Both are modern uptime monitoring tools with status pages. Here's how they compare on features and price.
| Feature | OpenPing | Pulsetic |
|---|---|---|
| Free monitors | 25 | 10 |
| Free check interval | 3 minutes | 5 minutes |
| Free status pages | 1 | Unlimited |
| Commercial use (free) | Yes | Yes |
| SSL monitoring | Yes (all plans) | Yes |
| Cheapest paid plan | $5/mo | $9/mo |
| Monitors on cheapest paid | 50 | 10+ |
| Paid check interval | 1 min (Pro), 30s (Biz) | 1 min (Solo), 30s (Team) |
| Auto-incident management | Yes | No |
| Status page subscribers | Yes (free) | Paid only |
| Heartbeat/cron monitoring | Yes | No |
| Maintenance windows | Yes | No |
| Response time alerts | Yes | No |
| Bulk URL import | Yes | No |
| CSV export | Yes | No |
| Uptime badge SVG | Yes | No |
| Weekly email reports | Yes | No |
| API (40+ endpoints) | Yes | Limited |
| 90-day uptime bars | Yes | Yes |
Pulsetic has a strong edge on free status pages (unlimited vs 1).
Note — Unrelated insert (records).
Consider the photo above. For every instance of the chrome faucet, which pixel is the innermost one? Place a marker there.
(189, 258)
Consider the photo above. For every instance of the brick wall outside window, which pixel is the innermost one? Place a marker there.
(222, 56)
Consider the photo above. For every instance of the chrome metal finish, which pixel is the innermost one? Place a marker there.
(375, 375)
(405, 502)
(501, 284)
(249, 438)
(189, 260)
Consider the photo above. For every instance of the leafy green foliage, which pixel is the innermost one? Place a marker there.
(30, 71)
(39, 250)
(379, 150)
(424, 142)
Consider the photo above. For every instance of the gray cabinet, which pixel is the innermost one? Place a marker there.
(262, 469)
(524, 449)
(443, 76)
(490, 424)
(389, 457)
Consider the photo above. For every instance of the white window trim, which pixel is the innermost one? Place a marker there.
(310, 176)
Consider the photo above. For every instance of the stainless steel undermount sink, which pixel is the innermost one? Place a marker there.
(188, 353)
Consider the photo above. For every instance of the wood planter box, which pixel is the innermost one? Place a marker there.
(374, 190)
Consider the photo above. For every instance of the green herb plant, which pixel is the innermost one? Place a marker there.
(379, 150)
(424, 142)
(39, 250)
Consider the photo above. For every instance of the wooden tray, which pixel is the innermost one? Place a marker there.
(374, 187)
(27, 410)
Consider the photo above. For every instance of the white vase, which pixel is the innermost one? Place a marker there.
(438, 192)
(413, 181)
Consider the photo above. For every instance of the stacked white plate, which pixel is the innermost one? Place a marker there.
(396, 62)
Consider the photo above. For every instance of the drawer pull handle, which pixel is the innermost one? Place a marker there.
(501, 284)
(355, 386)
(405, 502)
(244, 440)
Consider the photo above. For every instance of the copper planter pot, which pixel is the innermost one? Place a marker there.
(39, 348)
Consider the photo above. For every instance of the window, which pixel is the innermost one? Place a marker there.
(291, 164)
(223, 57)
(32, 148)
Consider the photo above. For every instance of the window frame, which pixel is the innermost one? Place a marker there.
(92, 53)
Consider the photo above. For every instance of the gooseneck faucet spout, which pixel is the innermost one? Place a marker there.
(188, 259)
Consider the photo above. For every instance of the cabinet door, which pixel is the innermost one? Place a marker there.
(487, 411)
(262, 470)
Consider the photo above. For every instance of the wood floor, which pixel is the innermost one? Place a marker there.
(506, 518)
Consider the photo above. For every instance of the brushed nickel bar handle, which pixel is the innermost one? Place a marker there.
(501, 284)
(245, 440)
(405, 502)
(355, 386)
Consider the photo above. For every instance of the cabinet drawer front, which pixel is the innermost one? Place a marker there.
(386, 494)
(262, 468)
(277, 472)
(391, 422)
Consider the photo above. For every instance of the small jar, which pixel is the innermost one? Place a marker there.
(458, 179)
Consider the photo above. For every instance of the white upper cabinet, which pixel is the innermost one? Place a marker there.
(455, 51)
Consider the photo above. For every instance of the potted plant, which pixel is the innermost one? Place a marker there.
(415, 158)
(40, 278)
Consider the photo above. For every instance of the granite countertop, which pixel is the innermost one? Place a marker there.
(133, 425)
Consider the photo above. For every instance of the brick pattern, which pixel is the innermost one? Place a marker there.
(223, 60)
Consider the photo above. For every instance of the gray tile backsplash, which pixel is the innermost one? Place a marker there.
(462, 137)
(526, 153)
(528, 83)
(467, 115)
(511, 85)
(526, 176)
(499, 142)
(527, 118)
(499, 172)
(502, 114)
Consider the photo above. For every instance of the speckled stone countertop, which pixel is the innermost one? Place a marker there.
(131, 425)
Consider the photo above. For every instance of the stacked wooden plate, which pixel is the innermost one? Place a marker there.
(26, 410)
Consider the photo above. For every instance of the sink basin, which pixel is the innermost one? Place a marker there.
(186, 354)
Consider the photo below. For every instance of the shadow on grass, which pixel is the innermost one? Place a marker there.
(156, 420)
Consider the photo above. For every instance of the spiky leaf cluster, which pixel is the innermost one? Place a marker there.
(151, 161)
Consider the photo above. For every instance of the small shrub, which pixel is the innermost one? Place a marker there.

But OpenPing offers 2.5x more free monitors (25 vs 10), faster free check intervals (3min vs 5min), and significantly more features: auto-incidents, subscriber notifications, heartbeat monitoring, maintenance windows, and a comprehensive API. Our paid plan is also cheaper ($5 vs $9) with 5x more monitors.